Of course the economy was going to react downward to a Fed rate rise, but that is only part of the cure. Eventually the economy gets healthier. People do not see that.
fwiw, a business associate also told me the market(global market) doesn’t like negative rates. That is fueling the current selloff. He thinks it will peter out in the end, because once all the capital is in America, there will be nothing left to flee.
A recession is a process. Like I say in the post, a recession can occur 2 years after hitting the ED limit. Or maybe more… but we see the process happening. Effective demand is expanding on the other side of the limit. Real GDP can keep rising in that period.
Rage,
Your are looking for data in real time to locate a recession. My model looks at a broad macroeconomic relationship to forecast environments for recession years in advance.
The hope of economics is to find such a model.
Noah Smith is at his best mealy-mouthed, ass-kissing-while-ass-covering self today :
http://www.bloombergview.com/articles/2016-02-11/job-market-bounces-back-from-the-great-recession
“Did the Great Recession inflict permanent damage on the U.S. economy? Or was it just a deep hole that took a long time to climb out of? Evidence now says that it was MOSTLY the latter.”
“Based on how fast the U.S. recovered from the 2008 financial crisis and the recession that followed, the speed hasn’t been TOO DIFFERENT from that of other recessions during the past 30 years. ”
“The steady recovery has MOSTLY confounded the predictions of the so-called structuralists, who believed that the Great Recession caused the nation to transition to a permanently weaker economic footing. ”
And then , the suck-up , the bend-over :
“This recovery is a victory for mainstream macroeconomics. It validates the idea that economies restore themselves naturally after recessions — especially with help from monetary and fiscal policy. ”
Bullshit , Noah. We’ve lost trillions in output that we won’t recover. We’re now on a lower growth path for per capita gdp compared to that of the last several decades. We’ve got the same economy-wide nonfinancial leverage we had when the recession started , along with a bloated Fed balance sheet to boot. And now , as the mainstream is taking their undeserved bows , it’s all slowing to a crawl .
https://research.stlouisfed.org/fred2/graph/?g=3rir
By all rights mainstream econ – and its pimps – should slink away in shame , but instead , like Trump , they just continue to glorify in their own dim-bulb illusions of competency , as if everyone around them hadn’t already noticed what utter buffoons they are.
It’s surreal.
Hey now that we in negative interest rate territory can I get a refi on my mortgage that pays dividends instead of charging me interest?

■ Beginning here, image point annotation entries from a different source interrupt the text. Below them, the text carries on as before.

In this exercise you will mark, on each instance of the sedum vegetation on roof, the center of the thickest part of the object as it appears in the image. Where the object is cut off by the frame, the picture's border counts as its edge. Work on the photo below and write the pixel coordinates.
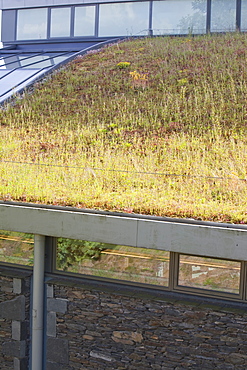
(154, 125)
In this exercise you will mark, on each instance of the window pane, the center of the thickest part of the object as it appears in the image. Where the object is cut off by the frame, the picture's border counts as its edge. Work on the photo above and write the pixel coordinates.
(32, 24)
(124, 19)
(179, 17)
(209, 273)
(60, 22)
(113, 261)
(223, 16)
(40, 61)
(16, 248)
(244, 15)
(84, 21)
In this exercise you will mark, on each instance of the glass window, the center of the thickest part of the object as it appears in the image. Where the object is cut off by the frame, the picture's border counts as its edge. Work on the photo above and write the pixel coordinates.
(32, 24)
(84, 21)
(16, 248)
(60, 22)
(124, 19)
(179, 17)
(209, 273)
(40, 61)
(113, 261)
(223, 16)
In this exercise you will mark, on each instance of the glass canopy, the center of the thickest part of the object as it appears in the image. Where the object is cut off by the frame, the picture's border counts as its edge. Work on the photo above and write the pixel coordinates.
(18, 69)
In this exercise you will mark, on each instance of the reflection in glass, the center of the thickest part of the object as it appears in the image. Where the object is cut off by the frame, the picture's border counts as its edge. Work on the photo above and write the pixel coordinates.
(16, 248)
(113, 261)
(31, 24)
(40, 61)
(11, 62)
(179, 17)
(223, 16)
(124, 19)
(60, 22)
(84, 21)
(209, 273)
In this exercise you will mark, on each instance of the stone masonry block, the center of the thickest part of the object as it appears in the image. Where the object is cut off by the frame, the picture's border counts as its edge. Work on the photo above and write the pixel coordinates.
(19, 331)
(51, 324)
(57, 350)
(13, 309)
(20, 364)
(15, 348)
(57, 305)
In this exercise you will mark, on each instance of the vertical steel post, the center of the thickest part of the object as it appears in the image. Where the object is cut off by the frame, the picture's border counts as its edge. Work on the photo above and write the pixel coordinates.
(38, 303)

Just saying.
Seems to me this process has correctly predicted 9 out of the last 5 recessions. (apologies to Paul Samuelson).
EMichael,
You are missing the point. When you follow model above, it pointed to a moment when the dynamics of the economy would change. And they did. Now we watch the dynamics unravel into a business cycle.

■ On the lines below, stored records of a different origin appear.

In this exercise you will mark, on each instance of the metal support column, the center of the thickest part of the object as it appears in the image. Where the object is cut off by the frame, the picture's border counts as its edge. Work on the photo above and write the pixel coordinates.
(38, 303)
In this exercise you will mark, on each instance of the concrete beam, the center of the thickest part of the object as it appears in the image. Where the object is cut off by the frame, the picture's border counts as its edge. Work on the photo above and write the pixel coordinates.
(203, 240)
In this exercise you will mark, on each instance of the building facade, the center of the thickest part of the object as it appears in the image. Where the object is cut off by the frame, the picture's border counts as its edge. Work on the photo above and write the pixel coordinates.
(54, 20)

While Rome is burning all are prognosticating. What is really happening is that greed is taking over the world while you all are fiddling with economic predictatory modeling. The real enemy of America today is not so much ISIS as it is greed. The oligarchs have created ISIS as a distraction to conquer and divide. Sanders is on board with this but most Americans are to busy trying to keep their heads above water to really see what is happening. PCR talks a lot about the ramifications of the oligarchs power and corruption that now is very present through out or government at all levels. Wholesale greed by the top 1% and many of their mail carriers purposely divided below them is what is really destroying our great American values, culture, economy and political system. Yes we have reached the effective demand limit long ago but the model does not include the unchecked greed factor that is destroying our democracy, values, economy and who we really are and want to be as Americans. This is why we need revolutionary change this time.
“but the model does not include the unchecked greed factor ”
Actually, it does. Edward’s effective demand is a function of labor share, which is impacted (IMHO) by the success capital has had at being greedy.